1899. Digital poppies
© Bruce Goodman 6 August 2020
Yvette came up with a brilliant plan, although it may not have been as brilliant as one might like to think. She had come across a website that listed the fallen dead in various wars. If you clicked on a button on the page dedicated to each fallen soldier, you could leave a digital poppy.|
Yvette chose the First World War. Some soldiers had a single poppy left, others had several poppies. One or two, here and there, had dozens of poppies. Most soldiers however had none. These soldiers had been forgotten. There was no one left who remembered them; no one to be grateful specifically to them for their sacrifice. Yvette knew exactly what she was going to do.

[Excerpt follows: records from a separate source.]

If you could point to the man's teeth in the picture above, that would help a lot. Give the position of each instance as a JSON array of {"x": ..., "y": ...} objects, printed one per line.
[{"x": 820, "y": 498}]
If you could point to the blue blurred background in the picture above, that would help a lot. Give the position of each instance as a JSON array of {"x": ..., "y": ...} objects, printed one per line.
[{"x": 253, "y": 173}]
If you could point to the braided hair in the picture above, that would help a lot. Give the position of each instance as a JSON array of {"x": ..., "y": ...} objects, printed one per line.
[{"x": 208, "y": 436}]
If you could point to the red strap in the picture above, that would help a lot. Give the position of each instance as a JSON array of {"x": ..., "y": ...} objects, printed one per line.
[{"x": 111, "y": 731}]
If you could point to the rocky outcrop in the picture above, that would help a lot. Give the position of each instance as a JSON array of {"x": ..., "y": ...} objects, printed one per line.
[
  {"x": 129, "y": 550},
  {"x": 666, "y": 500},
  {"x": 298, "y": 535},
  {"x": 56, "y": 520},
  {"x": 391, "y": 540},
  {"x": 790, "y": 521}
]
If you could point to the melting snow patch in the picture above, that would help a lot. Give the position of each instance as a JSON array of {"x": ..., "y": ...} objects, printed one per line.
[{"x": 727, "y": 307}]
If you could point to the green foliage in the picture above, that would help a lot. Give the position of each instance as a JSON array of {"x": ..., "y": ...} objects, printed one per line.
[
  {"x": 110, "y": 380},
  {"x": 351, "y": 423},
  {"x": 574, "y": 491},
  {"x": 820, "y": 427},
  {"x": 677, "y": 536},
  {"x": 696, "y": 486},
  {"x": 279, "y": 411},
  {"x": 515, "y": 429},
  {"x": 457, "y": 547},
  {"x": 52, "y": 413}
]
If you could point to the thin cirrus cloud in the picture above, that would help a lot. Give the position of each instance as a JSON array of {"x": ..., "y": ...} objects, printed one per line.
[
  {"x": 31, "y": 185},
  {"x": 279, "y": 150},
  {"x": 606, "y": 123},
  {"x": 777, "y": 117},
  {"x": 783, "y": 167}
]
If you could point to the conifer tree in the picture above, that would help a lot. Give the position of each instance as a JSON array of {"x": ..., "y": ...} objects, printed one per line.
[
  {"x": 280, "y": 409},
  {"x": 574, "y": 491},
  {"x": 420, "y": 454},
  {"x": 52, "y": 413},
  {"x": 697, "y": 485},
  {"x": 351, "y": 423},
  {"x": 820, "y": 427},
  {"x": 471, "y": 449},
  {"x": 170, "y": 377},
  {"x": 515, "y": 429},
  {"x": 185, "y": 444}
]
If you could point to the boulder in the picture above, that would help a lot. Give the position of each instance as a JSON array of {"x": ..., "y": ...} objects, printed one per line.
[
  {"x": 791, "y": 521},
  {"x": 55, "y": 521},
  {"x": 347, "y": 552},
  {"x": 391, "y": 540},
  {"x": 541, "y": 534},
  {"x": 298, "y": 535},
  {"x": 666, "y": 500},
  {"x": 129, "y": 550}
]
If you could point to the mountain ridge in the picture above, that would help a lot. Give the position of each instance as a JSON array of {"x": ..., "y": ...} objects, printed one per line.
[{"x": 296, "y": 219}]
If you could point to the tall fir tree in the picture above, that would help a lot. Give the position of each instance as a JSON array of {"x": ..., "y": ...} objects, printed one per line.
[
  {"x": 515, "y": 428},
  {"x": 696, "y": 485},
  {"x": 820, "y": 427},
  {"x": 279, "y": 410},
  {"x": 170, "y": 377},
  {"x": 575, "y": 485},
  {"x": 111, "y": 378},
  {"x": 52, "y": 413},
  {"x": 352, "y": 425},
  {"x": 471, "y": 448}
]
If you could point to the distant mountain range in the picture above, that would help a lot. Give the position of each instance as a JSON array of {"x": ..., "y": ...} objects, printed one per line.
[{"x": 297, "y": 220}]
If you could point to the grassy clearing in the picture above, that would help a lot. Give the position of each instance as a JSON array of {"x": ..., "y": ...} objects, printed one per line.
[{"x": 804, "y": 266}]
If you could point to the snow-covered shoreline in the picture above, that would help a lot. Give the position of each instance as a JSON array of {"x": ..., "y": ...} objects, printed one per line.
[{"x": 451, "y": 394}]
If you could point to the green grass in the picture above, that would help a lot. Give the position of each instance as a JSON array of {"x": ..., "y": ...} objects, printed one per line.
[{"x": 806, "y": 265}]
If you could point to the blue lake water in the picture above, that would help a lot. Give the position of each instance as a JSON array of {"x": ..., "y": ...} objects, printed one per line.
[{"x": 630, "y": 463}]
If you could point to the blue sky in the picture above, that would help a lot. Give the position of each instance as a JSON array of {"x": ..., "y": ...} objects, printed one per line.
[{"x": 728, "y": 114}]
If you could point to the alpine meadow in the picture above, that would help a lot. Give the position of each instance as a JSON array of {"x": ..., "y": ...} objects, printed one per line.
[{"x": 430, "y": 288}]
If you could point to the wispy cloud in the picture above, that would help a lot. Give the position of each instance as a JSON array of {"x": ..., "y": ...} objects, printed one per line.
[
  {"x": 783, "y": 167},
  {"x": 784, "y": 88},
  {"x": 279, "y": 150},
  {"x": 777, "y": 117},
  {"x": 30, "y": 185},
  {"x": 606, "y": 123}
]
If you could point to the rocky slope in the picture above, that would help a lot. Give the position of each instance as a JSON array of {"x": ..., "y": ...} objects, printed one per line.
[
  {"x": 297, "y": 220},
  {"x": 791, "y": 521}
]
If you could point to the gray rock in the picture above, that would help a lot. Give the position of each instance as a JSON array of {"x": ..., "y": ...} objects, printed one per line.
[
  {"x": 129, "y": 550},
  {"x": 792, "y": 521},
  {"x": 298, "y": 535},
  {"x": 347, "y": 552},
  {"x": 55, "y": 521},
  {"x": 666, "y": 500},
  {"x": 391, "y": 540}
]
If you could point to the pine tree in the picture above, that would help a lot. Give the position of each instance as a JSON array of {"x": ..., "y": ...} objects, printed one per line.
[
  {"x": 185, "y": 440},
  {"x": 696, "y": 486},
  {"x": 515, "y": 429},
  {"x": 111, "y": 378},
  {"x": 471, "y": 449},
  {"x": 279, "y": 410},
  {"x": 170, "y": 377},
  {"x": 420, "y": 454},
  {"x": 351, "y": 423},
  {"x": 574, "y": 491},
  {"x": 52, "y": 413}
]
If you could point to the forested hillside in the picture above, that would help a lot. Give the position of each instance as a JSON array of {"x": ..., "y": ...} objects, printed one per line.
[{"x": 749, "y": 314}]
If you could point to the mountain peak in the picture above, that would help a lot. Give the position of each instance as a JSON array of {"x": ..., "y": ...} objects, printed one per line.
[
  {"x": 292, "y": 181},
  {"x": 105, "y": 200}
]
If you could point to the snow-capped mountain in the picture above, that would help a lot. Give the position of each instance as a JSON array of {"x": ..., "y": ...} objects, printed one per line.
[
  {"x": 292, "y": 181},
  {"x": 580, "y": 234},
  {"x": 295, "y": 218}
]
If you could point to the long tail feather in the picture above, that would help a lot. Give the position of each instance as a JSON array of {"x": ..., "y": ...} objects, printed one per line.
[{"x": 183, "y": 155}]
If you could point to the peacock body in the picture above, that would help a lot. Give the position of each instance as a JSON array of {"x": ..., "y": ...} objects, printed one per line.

Methodically, because she was a careful and methodical person, she would make her way through the pages dedicated to the fallen soldiers of the First World War. If they had no poppy she would click on the button to show that the world still cared.
It was early August. If she hurried she could give each a poppy by the 11th of November; that was Remembrance Day, also known as Armistice Day. Oh, but there were millions of names! Yvette quickly discovered that there were too many for her to say “Thank you” to.
“This year,” thought Yvette, “I shall simply do those whose family name starts with an A. Next year I’ll do the B’s.
Remembrance Day came and went. She was nowhere near finished; not even halfway through. Not even a quarter. “I know,” thought Yvette, “I’ll get it done by Christmas!”
Christmas came and went. “I know,” thought Yvette, “I’ll get it done by New Year!” New Year came! Would you believe! Yvette had finished the As! She finished at 11 o’clock on New Year’s Eve!
Midnight came. It was the New Year. The computer program deleted all the poppies left in the past year. This was a New Year. The leaving of poppies would start from scratch.